CSV appends: Use a transaction for inserting data #36995

calherries · 2023-12-20T16:54:08Z

This PR will merge into the feature branch for Merge 1 of Milestone 0 (PR)

Epic: Allow appending more data to CSV uploads
product doc
eng doc

This PR mostly preserves observable behaviour. It replaces the logic I created for handling insertion errors to fake transactions with real transactions.

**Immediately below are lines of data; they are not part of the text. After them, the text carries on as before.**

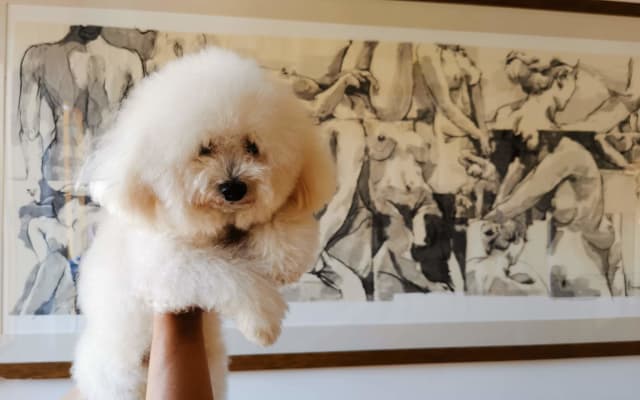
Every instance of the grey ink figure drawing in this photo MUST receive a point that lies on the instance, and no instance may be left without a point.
(474, 170)
(69, 92)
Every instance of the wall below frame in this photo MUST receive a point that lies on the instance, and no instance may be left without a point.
(584, 379)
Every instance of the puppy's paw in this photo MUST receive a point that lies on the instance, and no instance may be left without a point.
(262, 323)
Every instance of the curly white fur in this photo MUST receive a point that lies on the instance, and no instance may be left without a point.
(170, 240)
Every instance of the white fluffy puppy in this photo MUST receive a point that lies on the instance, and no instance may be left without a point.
(210, 178)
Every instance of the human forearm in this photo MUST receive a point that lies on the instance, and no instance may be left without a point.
(178, 366)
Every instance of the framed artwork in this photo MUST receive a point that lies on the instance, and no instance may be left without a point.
(488, 182)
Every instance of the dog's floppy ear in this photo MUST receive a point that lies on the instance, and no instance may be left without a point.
(316, 182)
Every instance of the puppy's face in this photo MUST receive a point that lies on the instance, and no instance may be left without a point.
(227, 173)
(239, 150)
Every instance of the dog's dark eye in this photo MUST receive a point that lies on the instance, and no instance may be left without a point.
(251, 148)
(206, 149)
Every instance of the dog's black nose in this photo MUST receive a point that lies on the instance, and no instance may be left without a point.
(233, 190)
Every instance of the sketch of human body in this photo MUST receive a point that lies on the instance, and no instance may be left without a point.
(58, 244)
(82, 86)
(434, 194)
(564, 170)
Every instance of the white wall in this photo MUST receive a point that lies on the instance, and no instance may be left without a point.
(587, 379)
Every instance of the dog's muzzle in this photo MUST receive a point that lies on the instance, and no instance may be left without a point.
(233, 190)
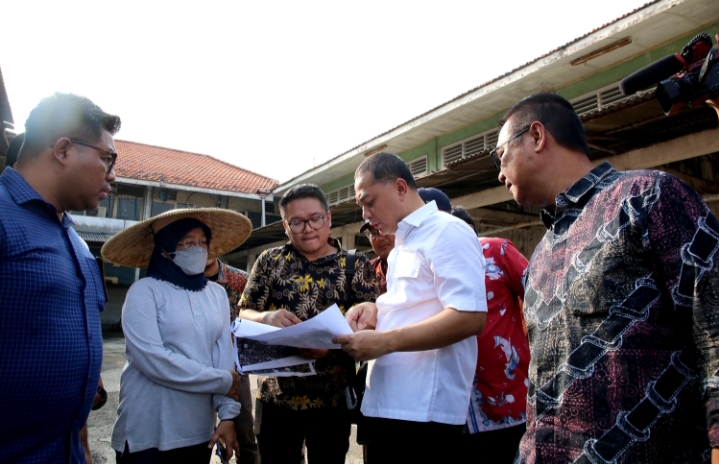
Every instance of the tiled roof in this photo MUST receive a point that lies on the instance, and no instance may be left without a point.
(157, 164)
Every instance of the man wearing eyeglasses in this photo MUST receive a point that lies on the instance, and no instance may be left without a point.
(621, 301)
(51, 292)
(291, 284)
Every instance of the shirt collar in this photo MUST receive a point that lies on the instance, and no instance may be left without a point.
(21, 193)
(574, 194)
(415, 218)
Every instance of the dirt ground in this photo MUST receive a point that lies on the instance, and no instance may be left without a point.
(101, 421)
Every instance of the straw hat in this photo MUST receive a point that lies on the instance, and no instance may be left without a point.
(133, 246)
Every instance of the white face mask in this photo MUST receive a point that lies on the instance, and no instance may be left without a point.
(191, 260)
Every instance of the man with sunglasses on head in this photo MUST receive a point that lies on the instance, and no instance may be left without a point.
(51, 291)
(621, 301)
(291, 284)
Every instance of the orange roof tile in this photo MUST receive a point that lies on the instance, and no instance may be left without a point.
(157, 164)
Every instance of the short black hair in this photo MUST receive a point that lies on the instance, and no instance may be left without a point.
(461, 213)
(386, 167)
(557, 115)
(13, 151)
(303, 191)
(65, 115)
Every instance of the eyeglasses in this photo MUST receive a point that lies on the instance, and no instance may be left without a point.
(298, 226)
(496, 155)
(190, 243)
(372, 233)
(109, 164)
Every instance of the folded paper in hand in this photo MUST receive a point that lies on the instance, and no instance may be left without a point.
(253, 355)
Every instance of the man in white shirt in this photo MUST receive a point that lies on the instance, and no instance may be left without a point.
(423, 343)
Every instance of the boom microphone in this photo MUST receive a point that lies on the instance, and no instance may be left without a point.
(648, 76)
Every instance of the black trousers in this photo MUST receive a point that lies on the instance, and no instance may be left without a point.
(324, 431)
(499, 445)
(195, 454)
(244, 426)
(395, 441)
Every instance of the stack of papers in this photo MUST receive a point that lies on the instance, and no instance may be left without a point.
(267, 350)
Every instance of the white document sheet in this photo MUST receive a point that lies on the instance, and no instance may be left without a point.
(317, 332)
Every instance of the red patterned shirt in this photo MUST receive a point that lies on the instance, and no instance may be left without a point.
(499, 392)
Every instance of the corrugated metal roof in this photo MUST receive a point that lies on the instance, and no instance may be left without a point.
(462, 95)
(97, 237)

Originally I wanted to use _mb_row_id for deleting inserted rows if there was a failure, because I thought the reason we weren't using transactions before was to make insertions faster. Turns out I was wrong, using a transaction is actually slightly faster because a transaction doesn't add much overhead but each commit does.

I say "This PR mostly preserves observable behaviour" because it makes one change: if a failure occurs on inserting data and the table didn't have a _mb_row_id column before, no _mb_row_id column is created. That behaviour can be seen in append-no-mb-row-id-failure-test.

qnkhuat · 2023-12-21T04:50:57Z

What's your thought on memory usage?

calherries · 2023-12-21T14:05:03Z

Are you referring to the memory footprint on the JVM, or the database?

Memory usage of the JVM should be independent of whether transactions are used or not, because the objects can be garbage collected after they are inserted.

As for the database, MySQL and Postgres are smart enough to write large files of data to disk, so memory isn't an issue there either. Otherwise large transactions would be impossible to execute.

qnkhuat · 2023-12-22T02:53:59Z

I was thinking about database memory usage.

MySQL and Postgres are smart enough to write large files of data to disk

Cool, that's good to know, in that case we don't need to worry about blowing the dataware house up.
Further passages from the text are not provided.